El hombre, chapoteando en un pantano de mayor confusión, estrelló el control remoto contra la pantalla del televisor. El cristal del aparato se quebró en múltiples fragmentos. De inmediato lo invadió la pena de que en lo adelante no podría contar con aquel compañero de su irremediable soledad.

El resto de la noche lo pasó sin dormir y con el pecho devorado por un racimo de víboras, alimentado de odio y amor. Desde que asomó la flor de la mañana abandonó su cubil. Sin asearse ni reparar en sus ropas raídas, salió y abordó el autobús de siempre, con su misma provisión de fantasmas. Esta vez ni siquiera le permitieron entrar al lugar de trabajo de la joven. Además de golpearlo con mayor violencia que antes, lo amenazaron con la cárcel.

Casi todos los vecinos hablaban de sacarlo a patadas y lanzarlo a la calle, como si aquella casa, la casa del sueño y el delirio necesarios, no fuera suya

El círculo vicioso se iba cerrando, aprisionándolo como los anillos de una boa. En el transcurso de varias semanas apenas se alimentó lo imprescindible para no morirse. Durante todo ese tiempo, varias veces lo golpearon y encarcelaron por sus intentos de verla. Todo en vano. A duras penas se podía abrir paso entre los animales muertos que se multiplicaban como una peste indetenible. La última vez que la vio desde lejos, observó el abultamiento de su vientre. Entonces pensó que la había perdido sin remedio, que la despiadada se entregaba a otro que probablemente la disfrutaba a plenitud, sin sobresaltos, y con el especial privilegio de la espera de un hijo, el hijo que él probablemente nunca tendría. Su bella joven ejecutiva y cibernética ahora llevaba un niño en su vientre. Lloró con rabia muda, con el desconsuelo de saber que nadie se compadecería de él, que no habría quien lo acompañara en su exilio de pena.

De pronto sus celos, su ira y su dolor cesaron. Sintió un súbito impulso de esperanza, al pensar que aquel hijo podía ser suyo, el preciado regalo de sus tumultuosas uniones, y lo único que los mantendría vinculados para siempre. Ello hizo que aquella tarde llegara más tranquilo. No le importó observar que el número de animales muertos había envenenado el poco aire puro que entraba a la casa. Apartó de la cama algunas alimañas muertas, y otras vivas que habían elegido aquel lugar para morirse. Procuró su Tratado de Serpentología, pero apenas pudo leer algunas páginas porque las trazas y las polillas habían devorado más de la mitad de las hojas, y el resto se le deshacía en sus manos como su destino. Sintió gran nostalgia del televisor ciego, que además estaba sepultado entre el polvo, las telarañas y los animales vivos y muertos.
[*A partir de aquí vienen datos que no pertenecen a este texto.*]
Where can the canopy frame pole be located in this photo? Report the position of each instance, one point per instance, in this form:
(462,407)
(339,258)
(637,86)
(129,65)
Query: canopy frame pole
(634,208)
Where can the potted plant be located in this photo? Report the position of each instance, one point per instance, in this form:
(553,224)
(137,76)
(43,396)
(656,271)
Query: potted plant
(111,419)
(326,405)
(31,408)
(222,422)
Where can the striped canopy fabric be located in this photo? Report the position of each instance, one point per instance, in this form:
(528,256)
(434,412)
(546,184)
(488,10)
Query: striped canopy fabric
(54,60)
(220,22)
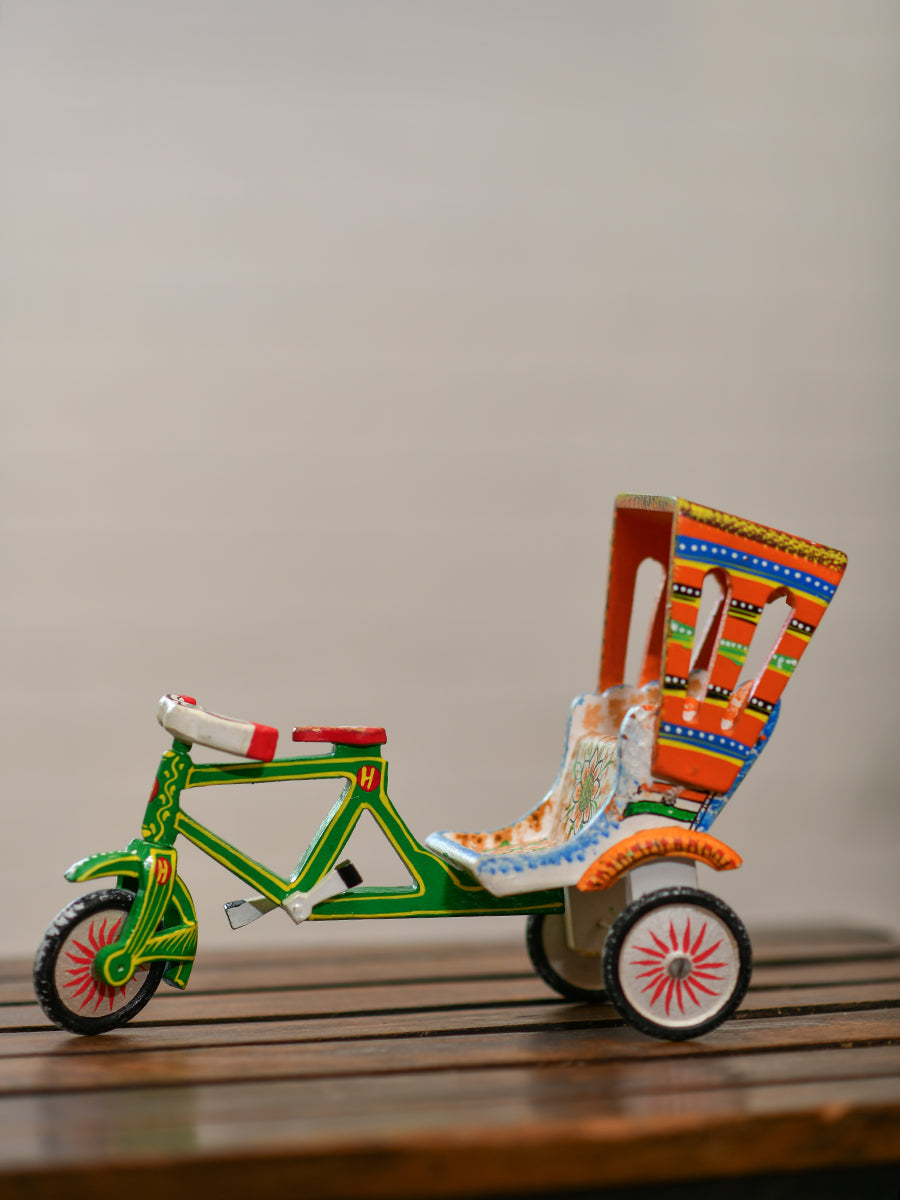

Sólo el espejo permanecía impecable, despejado de cualquier obstáculo que pudiera impedir que se observara como lo hacía en ese momento, al igual que el otro que había emergido de la dimensión del sueño. Se tiró sobre la cama y se arropó por completo, como ocultándose de sí mismo, como queriendo huir de su propio fantasma. Se resignó a permanecer allí, a no levantarse hasta que Eva regresara a sacarlo del infierno de sus dudas.

Así pasaban los días, en los que a duras penas podía respirar en medio del vasto cementerio de animales y del insoportable olor de carroña. En poco tiempo se adaptó hasta el punto de que aquellas alimañas vivas y muertas le servían de sustento.

Los malos olores y el lamentable estado en que se encontraba el lugar, así como los extraños ruidos que se escuchaban por las noches, movieron a unos cuantos vecinos a tocar a la puerta de la casa del fenómeno, en busca de una solución para el escándalo. Él no hizo el menor esfuerzo por permitirles el acceso a los vecinos; sólo estaba dispuesto a dejar entrar a Eva, si ella se decidía a compadecerlo con su presencia. Pobre Adán, extraviado mental y sentimental, vergüenza de la ciudad descarriada y sin amor.

Casi todos los vecinos hablaban de sacarlo a patadas y lanzarlo a la calle, como si aquella casa, la casa del sueño y el delirio necesarios, no fuera suya. Otros planeaban llamar a la policía para que lo volviera a encarcelar, como tantas veces, y como aquella vez, utópico revolucionario, irreverente criador de serpientes, bestia apóstata de la ciudad resignada. Nadie habló de comunicarse con algún familiar del hombre para que lo ayudara, o con alguna institución de salud mental que fuera en su auxilio. Cuando todos los vecinos se habían puesto de acuerdo para poner en movimiento su plan de expulsión, y cuando ya la casa parecía incapaz de albergar un gramo más de podredumbre, Eva tocó la puerta principal.